Buscar
13:01h. martes, 13 de abril de 2021

TESTIMONIO

Una familia de Nepal experimenta que Dios es su proveedor

Después de aceptar a Cristo, la vida de Mahesh comenzó a empeorar: perdió su trabajo, sus recursos e, incluso, fue falsamente acusado. En medio de todo eso experimentó la gracia de "Jehová Jireh".
c2i_732021202736

Una familia de Nepal experimenta que Dios es su proveedor El es Mahesh Gharti vive con su esposa e hijos. Aceptó a Cristo tras escuchar el evangelio por su esposa y se bautizó ese mismo año.

Después de casarse, trabajaba en la escuela como ayudante y su mujer dirigía una cantina cerca de la escuela. A causa de la pandemia, la escuela se cerró y él no tuvo trabajo. Además, al mismo tiempo, el gobierno demolió el lugar donde vivían para ampliar la carretera.

Había muchas otras personas que regentaban pequeños comercios en la misma zona, pero sólo su casa fue demolida, ya que él era el único cristiano. Después de eso, se quedó en la casa de un familiar durante algunos meses.

Tras quedarse sin hogar, el director y el comité escolar le volvieron a acusar falsamente de contrabando de madera. Culparon a Mahesh de su acto ilegal. Pero Mahesh lo negó rotundamente y mantuvo su inocencia. 

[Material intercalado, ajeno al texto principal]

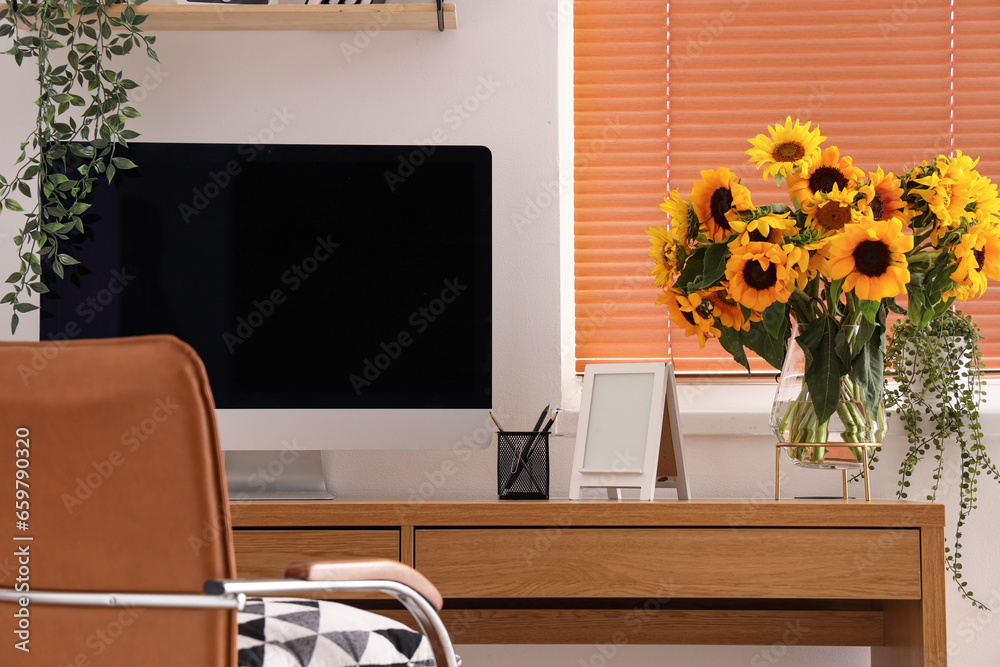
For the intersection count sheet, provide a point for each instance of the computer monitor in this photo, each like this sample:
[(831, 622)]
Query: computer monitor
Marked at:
[(340, 296)]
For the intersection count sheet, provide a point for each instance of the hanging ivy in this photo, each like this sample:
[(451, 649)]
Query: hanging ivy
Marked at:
[(82, 111), (938, 392)]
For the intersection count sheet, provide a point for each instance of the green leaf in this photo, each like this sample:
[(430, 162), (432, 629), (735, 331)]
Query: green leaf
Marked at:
[(775, 320), (868, 369), (768, 347), (870, 309), (713, 269), (865, 331), (693, 268), (824, 365), (731, 343), (86, 152)]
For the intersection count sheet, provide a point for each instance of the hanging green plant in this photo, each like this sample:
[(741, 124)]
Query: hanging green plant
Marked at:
[(937, 395), (82, 110)]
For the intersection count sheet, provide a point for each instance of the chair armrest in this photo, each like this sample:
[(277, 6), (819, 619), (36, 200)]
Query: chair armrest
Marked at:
[(366, 569)]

Como Mahesh perdió su casa y su trabajo, su familia pasó por una situación muy dura durante la pandemia. La iglesia apoyó a su familia con algunos alimentos, y le animó con sus oraciones, pero el prolongado confinamiento siguió atormentando a su familia.

Como le resultaba difícil proporcionar alimentos a su familia, los colaboradores de Puertas Abiertas ayudaron a Mahesh proporcionándoles alimentos para hacer frente a la crisis, además de apoyar a la familia en la construcción de una casa.

“Mi familia estaba en una situación difícil, sin fuentes de ingresos y sin un lugar donde vivir en esa situación de pandemia. Orábamos y manteníamos nuestra esperanza en Dios. Como respuesta a nuestras oraciones, se nos proporcionaron artículos de alimentación. Además, gracias al apoyo de la organización, se construyó nuestra casa. Por ello, estoy muy agradecido a Dios y a la organización por estar con nosotros y compartir nuestra carga“.